Fez is the imperial city of Morocco and was once the capital, where many sultans reigned over the kingdom. This incredible city has a rich and vibrant history, from the oldest tanneries in the world, to the world’s oldest library in Al-Qarawiyyin Mosque.
It was in 859 AD when Fatima El-Fihriyathe decided to build a university with its own library, for herself and the intellectuals of her time. The university is only 30 years younger than the city of Fez, and was built at the same time as algebra was emerging.
It was recently renovated, and over 4000 books were released to the public, including a 9th-century Quran and a 10th-century account of Prophet Muhammad’s life. In charge of the restoration is Aziza Chaouni and her dream-team. The tasks they had were incredibly hard, such as rebuilding the library’s foundations, installing a new sewage system, and re-tiling the spectacular green roof. They also made several modern improvements to help maintain the building intact, like installing air conditioning, solar panels, digital locks and even a small café to relax.

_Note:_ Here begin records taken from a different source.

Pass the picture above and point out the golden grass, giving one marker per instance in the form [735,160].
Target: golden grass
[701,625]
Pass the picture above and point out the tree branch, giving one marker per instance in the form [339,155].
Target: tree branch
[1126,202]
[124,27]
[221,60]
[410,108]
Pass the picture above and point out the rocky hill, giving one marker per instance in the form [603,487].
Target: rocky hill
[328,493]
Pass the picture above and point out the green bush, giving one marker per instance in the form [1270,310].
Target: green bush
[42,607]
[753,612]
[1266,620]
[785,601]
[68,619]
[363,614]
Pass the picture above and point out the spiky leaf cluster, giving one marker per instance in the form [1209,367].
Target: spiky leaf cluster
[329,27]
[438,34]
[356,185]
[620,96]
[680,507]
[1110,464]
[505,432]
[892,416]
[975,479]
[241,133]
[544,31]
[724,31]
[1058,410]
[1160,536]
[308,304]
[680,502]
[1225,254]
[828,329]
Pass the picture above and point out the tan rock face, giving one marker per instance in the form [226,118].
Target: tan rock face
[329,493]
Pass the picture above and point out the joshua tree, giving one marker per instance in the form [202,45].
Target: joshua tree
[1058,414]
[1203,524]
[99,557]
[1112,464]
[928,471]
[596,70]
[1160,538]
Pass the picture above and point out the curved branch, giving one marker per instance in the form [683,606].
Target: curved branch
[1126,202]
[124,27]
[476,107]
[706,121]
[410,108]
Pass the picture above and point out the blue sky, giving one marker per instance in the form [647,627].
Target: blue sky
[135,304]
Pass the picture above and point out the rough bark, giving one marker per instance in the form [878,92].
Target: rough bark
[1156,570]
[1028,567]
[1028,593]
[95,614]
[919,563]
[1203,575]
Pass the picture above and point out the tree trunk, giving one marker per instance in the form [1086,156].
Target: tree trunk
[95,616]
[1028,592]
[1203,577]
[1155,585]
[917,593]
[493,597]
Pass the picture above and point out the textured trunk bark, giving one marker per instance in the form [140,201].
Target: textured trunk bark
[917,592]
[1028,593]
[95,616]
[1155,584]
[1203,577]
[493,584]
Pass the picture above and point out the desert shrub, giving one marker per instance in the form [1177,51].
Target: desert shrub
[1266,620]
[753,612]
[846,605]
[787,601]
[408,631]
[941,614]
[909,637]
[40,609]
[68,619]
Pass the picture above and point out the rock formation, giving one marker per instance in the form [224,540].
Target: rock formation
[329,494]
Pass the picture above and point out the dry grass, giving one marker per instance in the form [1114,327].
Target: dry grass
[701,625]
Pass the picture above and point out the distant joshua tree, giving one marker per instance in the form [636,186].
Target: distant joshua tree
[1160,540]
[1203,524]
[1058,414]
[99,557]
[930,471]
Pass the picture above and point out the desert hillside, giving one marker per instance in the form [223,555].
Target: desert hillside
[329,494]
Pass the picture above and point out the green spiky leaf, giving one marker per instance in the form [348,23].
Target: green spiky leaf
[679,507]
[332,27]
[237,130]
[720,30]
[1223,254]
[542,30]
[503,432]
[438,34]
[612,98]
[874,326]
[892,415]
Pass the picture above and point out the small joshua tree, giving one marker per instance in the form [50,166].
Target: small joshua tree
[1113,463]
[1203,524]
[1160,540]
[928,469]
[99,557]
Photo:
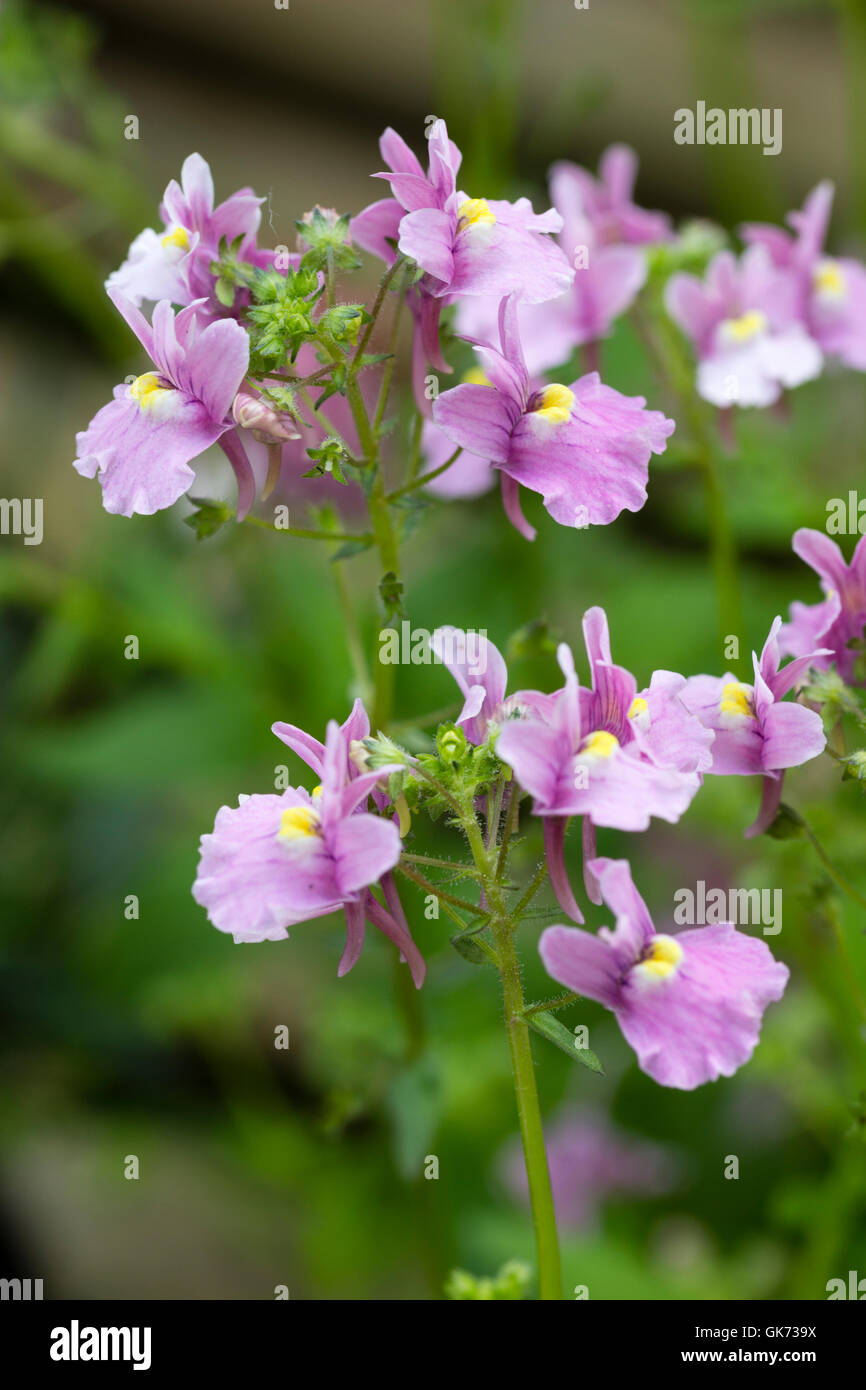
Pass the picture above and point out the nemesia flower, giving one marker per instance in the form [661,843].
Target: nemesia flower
[175,263]
[831,288]
[601,236]
[754,730]
[469,476]
[278,859]
[484,683]
[585,448]
[463,245]
[608,200]
[608,754]
[841,617]
[691,1005]
[141,445]
[745,327]
[590,1161]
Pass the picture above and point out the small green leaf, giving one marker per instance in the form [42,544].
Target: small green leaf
[559,1036]
[788,824]
[350,548]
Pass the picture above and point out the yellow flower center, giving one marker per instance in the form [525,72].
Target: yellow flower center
[662,958]
[476,377]
[736,699]
[553,403]
[298,823]
[474,213]
[829,280]
[149,392]
[744,328]
[180,239]
[599,744]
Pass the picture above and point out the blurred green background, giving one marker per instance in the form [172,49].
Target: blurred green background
[154,1037]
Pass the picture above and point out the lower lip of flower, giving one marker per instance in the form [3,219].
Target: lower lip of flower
[734,332]
[298,823]
[660,959]
[553,403]
[474,211]
[599,744]
[737,701]
[150,394]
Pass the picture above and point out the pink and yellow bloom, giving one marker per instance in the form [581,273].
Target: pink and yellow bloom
[141,445]
[744,321]
[280,859]
[690,1004]
[584,448]
[755,730]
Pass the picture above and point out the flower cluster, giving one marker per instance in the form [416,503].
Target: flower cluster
[253,348]
[287,355]
[766,321]
[612,754]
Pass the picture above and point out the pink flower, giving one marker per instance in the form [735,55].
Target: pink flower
[175,263]
[745,328]
[831,289]
[275,861]
[585,448]
[690,1005]
[141,445]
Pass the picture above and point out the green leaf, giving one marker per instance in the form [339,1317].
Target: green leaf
[559,1036]
[350,548]
[788,824]
[207,517]
[469,948]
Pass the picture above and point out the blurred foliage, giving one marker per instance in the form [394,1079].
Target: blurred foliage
[154,1034]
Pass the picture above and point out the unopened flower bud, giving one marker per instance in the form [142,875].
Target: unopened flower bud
[267,426]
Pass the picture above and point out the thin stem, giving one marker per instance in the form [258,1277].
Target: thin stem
[531,1130]
[389,364]
[439,893]
[528,1111]
[665,346]
[424,478]
[510,822]
[306,535]
[549,1005]
[435,716]
[353,638]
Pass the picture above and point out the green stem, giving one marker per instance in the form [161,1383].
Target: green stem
[353,640]
[424,478]
[528,1112]
[306,535]
[523,1068]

High-profile scholars traveled from all over the world to be able to study at this university, which is tucked away within the narrow walls of the Fez medina. In ancient times, Al-Qarawiyyin University played a crucial role in the exchange of culture and knowledge between Muslims and Europeans. Some of the most popular personalities to attend the university were Maimonides, Abd el-Krim El-Khattabi and Leo Africanus.
Today, it is no longer a working university but a holy mosque instead, where many Muslims traveling to Morocco choose to stop at. It features beautiful Andalusian carved wood—as it was inspired by La Mezquita de Córdoba—stunning marble fountains in the center, and an open rooftop that lets the sun shine in.
It has been over 1200 years since Al-Qarawiyyin was first built, and it is definitely a must-see when visiting Fez, due to the impressive hand-made artwork and endless history this university holds.